Let me confess: the two final concerts of the Grateful Dead awoke no nostalgia in me.  I can claim no share in the ecstatic fervor of the seventy thousand fans who twice gathered in Chicago to say goodbye.

Some of these fans are my age peers. Many of them, I understand, are Republicans. To be a Deadhead counts for many people as a profound and lasting experience.

But musical love cannot be forced.  The Dead, however significant they might be, never caught my musical curiosity. 

I have also remained deaf to other greats like Bob Dylan and Bruce Springsteen.  They have been acclaimed by millions – perhaps justly – but they could never count me in their fan base.

For some reason, though, I do relish what the Beatles accomplished.
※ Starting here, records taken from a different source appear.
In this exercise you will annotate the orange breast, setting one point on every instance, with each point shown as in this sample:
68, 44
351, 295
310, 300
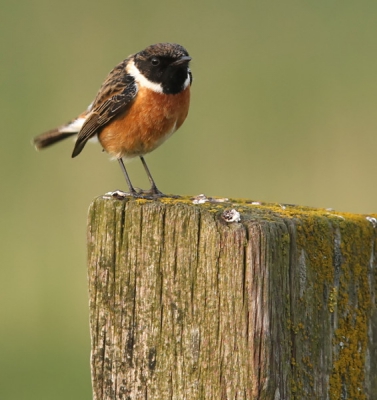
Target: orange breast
149, 121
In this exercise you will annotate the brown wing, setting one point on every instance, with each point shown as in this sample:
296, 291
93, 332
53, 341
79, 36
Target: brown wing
114, 97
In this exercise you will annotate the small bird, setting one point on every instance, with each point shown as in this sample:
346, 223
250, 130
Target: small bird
142, 102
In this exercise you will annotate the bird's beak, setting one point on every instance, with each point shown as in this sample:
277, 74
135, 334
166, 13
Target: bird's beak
182, 60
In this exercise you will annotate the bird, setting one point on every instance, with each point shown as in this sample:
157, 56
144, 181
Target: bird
141, 103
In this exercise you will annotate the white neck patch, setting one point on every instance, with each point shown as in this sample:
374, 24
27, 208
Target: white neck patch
141, 79
187, 81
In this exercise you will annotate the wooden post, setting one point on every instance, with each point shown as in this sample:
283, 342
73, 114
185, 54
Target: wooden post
185, 305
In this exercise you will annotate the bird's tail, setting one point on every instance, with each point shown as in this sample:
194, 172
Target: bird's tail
56, 135
48, 138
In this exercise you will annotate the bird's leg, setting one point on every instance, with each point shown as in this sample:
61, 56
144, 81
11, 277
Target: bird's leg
128, 180
153, 190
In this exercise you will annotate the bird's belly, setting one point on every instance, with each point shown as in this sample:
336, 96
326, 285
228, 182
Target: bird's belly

For me, they were entertainers par excellence, musicians whom I still enjoy.

And I still love the music of the twentieth century Broadway stage. Sometimes I attempt to recreate this beautiful material on the piano when nobody is around.

I have inherited my parents’ taste for Rogers and Hammerstein, and I continue to marvel at Cole Porter.
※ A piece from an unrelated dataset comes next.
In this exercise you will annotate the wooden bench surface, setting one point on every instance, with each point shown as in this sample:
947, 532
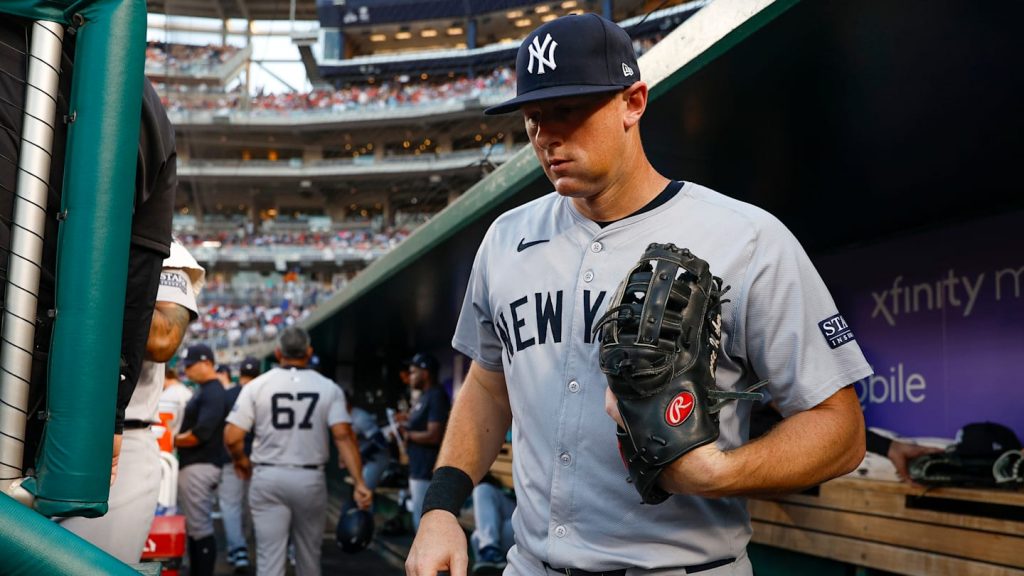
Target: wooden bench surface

Nowadays, among the other wonders I enjoy the work of Stephen Sondheim. Never will I forget seeing on the Broadway stage his “Sunday in the Park With George.”
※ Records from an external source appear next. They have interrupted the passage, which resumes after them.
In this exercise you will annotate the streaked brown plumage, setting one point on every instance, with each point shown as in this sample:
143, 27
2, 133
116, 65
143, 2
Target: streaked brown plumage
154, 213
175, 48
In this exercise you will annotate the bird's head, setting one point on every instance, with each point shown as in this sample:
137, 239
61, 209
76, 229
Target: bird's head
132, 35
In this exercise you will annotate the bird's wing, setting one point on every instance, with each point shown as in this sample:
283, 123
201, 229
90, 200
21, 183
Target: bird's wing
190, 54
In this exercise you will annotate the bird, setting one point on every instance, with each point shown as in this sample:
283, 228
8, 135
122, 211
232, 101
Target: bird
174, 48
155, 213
And, going back much further, I still love the music of Scott Joplin. beautifully recovered by the late Gunther Schuller, former president of the New England Conservatory.

All that being said, I still award first place to the classical musicians. Opera, especially, grabbed my interest long ago and continues to claim my heart.

My feeling for opera was largely owed to Peg.  She was a dear college friend of my mother, and she became a member of my family when I was a young teenager.

Following a doctor’s advice, she had given up living and working in Manhattan for the peace and quiet of a family with six children.

Before leaving New York, she had come to know Eleanor Steber, then one of the Metropolitan Opera’s leading sopranos. Miss Steber lived in Peg’s building and became a good friend.

That’s why I saw and heard my first opera when the Met brought Verdi’s “La Traviata” to Boston. Peg took me to the Boston Opera house on Huntington Avenue, a large building originally capable of holding some three thousand people.

What made it special for us was Eleanor Steber having the starring role of Violetta.

When the opera ended, Peg took me backstage to Eleanor’s dressing room. Memory of some seventy years brigs back a vision of the singer in full costume and still breathless from her efforts.

Another memory of the Boston Opera House dates from the later 1940s. By that time I had come to know opera better.  My favorite singer then was the Swedish tenor Jussi Björling, and I was determined to see him perform.

Entering by a side door, I climbed up to the second balcony and prepared for a Saturday afternoon’s enjoyment.  At the end of the first act I turned to the fellow next to me, full of enthusiasm for my idol’s performance.

“Björling is not performing at all today,” he said. 

Had I entered the opera house by the front door I would have seen the large placard announcing the substitution. 

Jussi’s famous taste for booze may have explained his absence. But at other times it did not spoil his vocal performances once he reached the stage.

Incidentally, some old-time veterans of the arts in Boston still regret the 1957 demolition of the old Opera House.  Northeastern University bought the property from the Shubert brothers, and it served for a time as a parking lot.

However, the Opera House launched me on a lifetime of wonderful musical experiences. The Deadheads can keep their mystique; I’m still committed to operatic song.